Les années suivantes, la vie de Goldman se poursuit sur ce rythme. Il est pratiquement impossible de donner une idée de la vitalité déployée par cette révolutionnaire, jeune, enthousiaste et (selon les dires de ceux qui la fréquentent) fascinante. Toutes les principales villes des États-Unis et du Canada reçurent la visite de cette oratrice véhémente : salles de théâtre archi-pleines à Boston, New-York, Montréal. En un mot, partout où l’appelaient les travailleurs en lutte. La police ne savait plus comment endiguer ses activités subversives ; à plusieurs reprises elle fut interdite de parole, ses discours interrompus par les fonctionnaires de la police, les directeurs de salles mis en demeure de lui refuser leurs locaux. Il en fallait bien plus pour intimider Emma la Rouge. Ses conférences, qui étaient aussi de la propagande spécifiquement anarchiste, portaient sur les thèmes les plus variés : la libération de la femme, l’usage des contraceptifs, l’anti-cléricalisme, l’antimilitarisme, etc.

Vers la fin du siècle elle retourne brièvement en Europe, va à Londres, à Paris où elle fait des conférences et noue des relations avec différents camarades. Entre-temps, elle n’oublie pas son premier compagnon et organise une souscription internationale pour Alexander Berkman qui continue à purger sa peine au Western Penitentiary.

Affectivement, Red Emma vit une existence agitée. Encore aujourd’hui, Goldman est connue comme compagne de Berkman et c’est avec lui, en fait, plus qu’avec tout autre, qu’elle partagera sa vie de femme et de révolutionnaire. Mais c’est elle-même qui, dans sa célèbre et passionnante autobiographie, consacre plusieurs pages aux nombreux camarades qu’elle aima et dont elle fut aimée, ne serait-ce que brièvement. En ce sens, par son intégrité, son honnêteté et sa profonde sensibilité, par la conscience qu’elle avait du caractère social de la « question féminine », la vie de cette révolutionnaire a été, et reste encore, une gifle à la morale bourgeoise, à son hypocrisie et à sa mesquinerie.

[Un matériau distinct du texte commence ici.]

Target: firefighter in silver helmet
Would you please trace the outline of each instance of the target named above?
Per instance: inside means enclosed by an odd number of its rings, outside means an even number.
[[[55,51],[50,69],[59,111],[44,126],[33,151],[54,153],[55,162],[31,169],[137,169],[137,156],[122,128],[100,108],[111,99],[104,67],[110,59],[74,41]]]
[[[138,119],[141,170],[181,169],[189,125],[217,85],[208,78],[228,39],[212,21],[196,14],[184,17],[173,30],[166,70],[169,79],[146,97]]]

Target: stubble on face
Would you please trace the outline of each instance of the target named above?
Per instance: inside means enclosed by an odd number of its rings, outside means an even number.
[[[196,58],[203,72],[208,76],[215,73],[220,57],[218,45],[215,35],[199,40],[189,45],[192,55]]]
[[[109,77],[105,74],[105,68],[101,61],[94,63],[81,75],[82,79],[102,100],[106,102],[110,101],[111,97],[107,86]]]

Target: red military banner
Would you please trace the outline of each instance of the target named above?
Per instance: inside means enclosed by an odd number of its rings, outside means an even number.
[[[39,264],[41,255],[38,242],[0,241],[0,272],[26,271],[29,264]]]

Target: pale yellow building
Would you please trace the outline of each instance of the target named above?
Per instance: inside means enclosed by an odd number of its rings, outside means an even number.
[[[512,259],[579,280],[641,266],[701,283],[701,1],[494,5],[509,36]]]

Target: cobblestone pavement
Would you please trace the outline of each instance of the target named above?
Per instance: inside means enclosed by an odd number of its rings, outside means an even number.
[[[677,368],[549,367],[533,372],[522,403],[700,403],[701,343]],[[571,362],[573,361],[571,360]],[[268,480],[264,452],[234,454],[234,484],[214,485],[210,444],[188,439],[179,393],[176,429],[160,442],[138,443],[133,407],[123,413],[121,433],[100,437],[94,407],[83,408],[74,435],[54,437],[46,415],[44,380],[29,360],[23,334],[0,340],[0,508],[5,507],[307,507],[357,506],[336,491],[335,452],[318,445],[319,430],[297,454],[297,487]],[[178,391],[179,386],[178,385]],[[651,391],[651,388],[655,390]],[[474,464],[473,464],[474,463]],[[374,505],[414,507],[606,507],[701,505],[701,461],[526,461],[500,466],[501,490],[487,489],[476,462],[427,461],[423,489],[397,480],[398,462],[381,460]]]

Goldman poursuit son infatigable activité de militante, et pas simplement d’oratrice, jusqu’à ce que, au lendemain de l’attentat de Czolgosz dont nous avons déjà parlé, une gigantesque campagne anti-anarchiste soit déclenchée par le pouvoir et par la presse à ses ordres. Emma est contrainte à passer dans la clandestinité, se dissimulant pendant quelques années sous le nom de E. G. Smith, et travaillant comme infirmière.

LA MÉPRISE RUSSE

En 1906, portée par une grande célébrité, elle peut revenir au grand jour. Avec Alexander Berkman (qui vient de sortir de prison) elle s’engage dans la publication d’un journal anarchiste Mother Earth (Mère Terre). L’année suivante, elle participe au Congrès Anarchiste International qui se tient à Amsterdam, et à cette occasion, elle fait la connaissance de nombreux militants de premier plan venant du monde entier (Errico Malatesta lui fait particulièrement impression).

Pendant les dix années qui suivent, elle poursuit sa collaboration avec Berkman : ensemble ils s’opposent au militarisme et au fanatisme qui accompagnent le déclenchement de la première guerre mondiale. Dans ce but, ils créent une Ligue anti-conscription qui veut inciter les jeunes à refuser leur feuille de route et à déserter. Naturellement ils sont arrêtés tous deux et malgré leur brillante défense au cours du procès, ils sont condamnés à deux ans de prison chacun. Cependant, par bonheur, au lieu de leur faire subir leur peine, on les embarque de force et on les expulse des États-Unis. Malgré la tristesse d’être obligée de quitter tant de camarades qu’elle aime, malgré surtout l’interruption forcée de Mother Earth, Goldman répond avec fierté au juge qui lui lit le décret d’expulsion : Je considère comme un honneur d’être le premier agitateur politique expulsé des États-Unis. Le navire « Buford » sur lequel ils ont été embarqués, fait route vers la Russie.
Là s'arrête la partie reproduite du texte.